The lightning unraveled like silk, and Cronus stepped through it untouched. Behind him, his army roared.
"You think that's power?" he growled.
He slashed with his sickle.
Reality bent. A wave of age washed forward, and every tree in its path shriveled into ash. Even gods had to dive aside. Hera gritted her teeth as she blocked it with Nemeia—the blast still burned her hair gray at the edges.
The Kouretes charged. They danced in unison, spinning, flipping, blades singing through air and flesh. They carved down Titan after Titan—not with brute force, but speed, precision, rhythm. Their dance was war, and their enemies were simply out of tune.
Hyperion rose, flames billowing from his body like a sun losing control. He reached for the sky and pulled it downward. Fire rained in spirals. Whole rows of demi-gods burned screaming.
Poseidon hurled Triena.
The trident pierced the storm and struck Hyperion's chest with a blast of white-blue power that turned the air to steam. Hyperion roared, stumbled, dropped to one knee—but he wasn't done.
He looked up, grinning, skin melting off but flames licking stronger underneath.
"You'll have to do more than that, water god."
Poseidon caught his weapon and grinned right back.
"I plan to."
Elsewhere, Demeter faced off against Perses—a younger Titan, wild and jagged, wielding a war-scythe made of obsidian teeth. He swung it, and rot exploded in a radius around him. Demeter struck Gaios into the ground—and grass bloomed beneath her. Flowers opened with blood-red petals.

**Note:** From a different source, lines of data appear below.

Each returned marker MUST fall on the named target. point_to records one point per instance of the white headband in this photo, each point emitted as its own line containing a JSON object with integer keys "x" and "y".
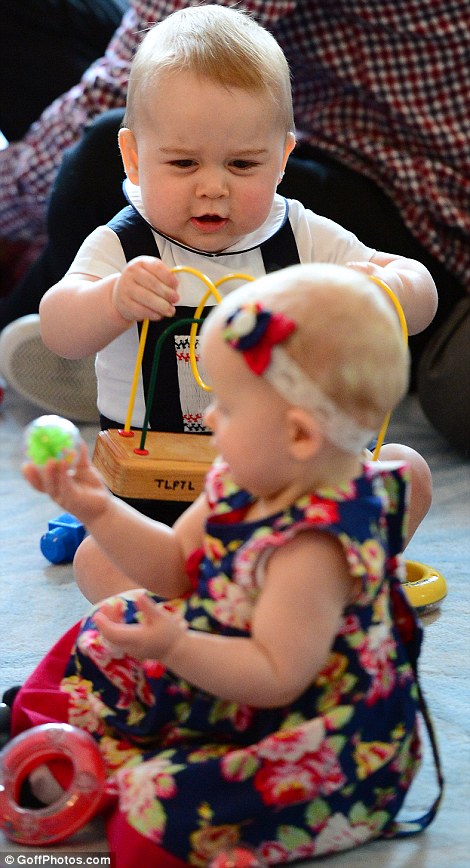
{"x": 298, "y": 389}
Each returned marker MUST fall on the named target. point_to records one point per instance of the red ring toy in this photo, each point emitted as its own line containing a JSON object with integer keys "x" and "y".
{"x": 38, "y": 746}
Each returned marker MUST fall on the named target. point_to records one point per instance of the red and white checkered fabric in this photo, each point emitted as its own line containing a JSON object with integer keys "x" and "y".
{"x": 384, "y": 86}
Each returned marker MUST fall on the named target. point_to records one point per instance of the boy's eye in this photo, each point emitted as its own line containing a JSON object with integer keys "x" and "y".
{"x": 244, "y": 164}
{"x": 183, "y": 164}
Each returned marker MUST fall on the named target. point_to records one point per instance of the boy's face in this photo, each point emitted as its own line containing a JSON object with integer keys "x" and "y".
{"x": 207, "y": 160}
{"x": 245, "y": 414}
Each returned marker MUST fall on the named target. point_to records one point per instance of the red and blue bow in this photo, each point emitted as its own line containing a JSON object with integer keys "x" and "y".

From them came screams and seedling soldiers, clawing at Perses's legs.
They dragged him down screaming.
In the center of it all, Zeus clashed with Cronus.
Father vs son.
Lightning vs Time.
Keraunos crackled and pulsed with divine speed. Every swing bent the sky. But Cronus was faster in a way that didn't make sense. One moment, he was there—then suddenly, he'd already dodged. Already struck. Already countered.
They didn't speak.
They didn't need to.
This wasn't about who ruled.
This was about who the world would belong to.
Zeus swung—Cronus stepped inside the blow, slashed, and reversed time for just a moment. Blood sprayed from Zeus's side.
But Zeus grinned.
"You should've aimed higher."
He snapped his fingers.
Thunder detonated inside Cronus's ears.
[Skill Activated: Skylord's Will]
The sky itself answered.
Winds howled. Lightning came down not in bolts—but in walls. Cronus was buried under a dome of stormlight so bright it blinded even the gods.
Silence.
Then—Cronus rose, skin cracked, cloak in tatters.
He was laughing.
"I made you strong," he said. "But not strong enough."
Zeus lowered Keraunos.
"We'll see."
And then the battlefield ignited again—Titans screaming, gods roaring, blades clashing, the storm swallowing the sky as Olympus and Othrys collided with no mercy, no second chances.
This was not a battle.
It was history breaking.
And the gods were writing the new page in blood.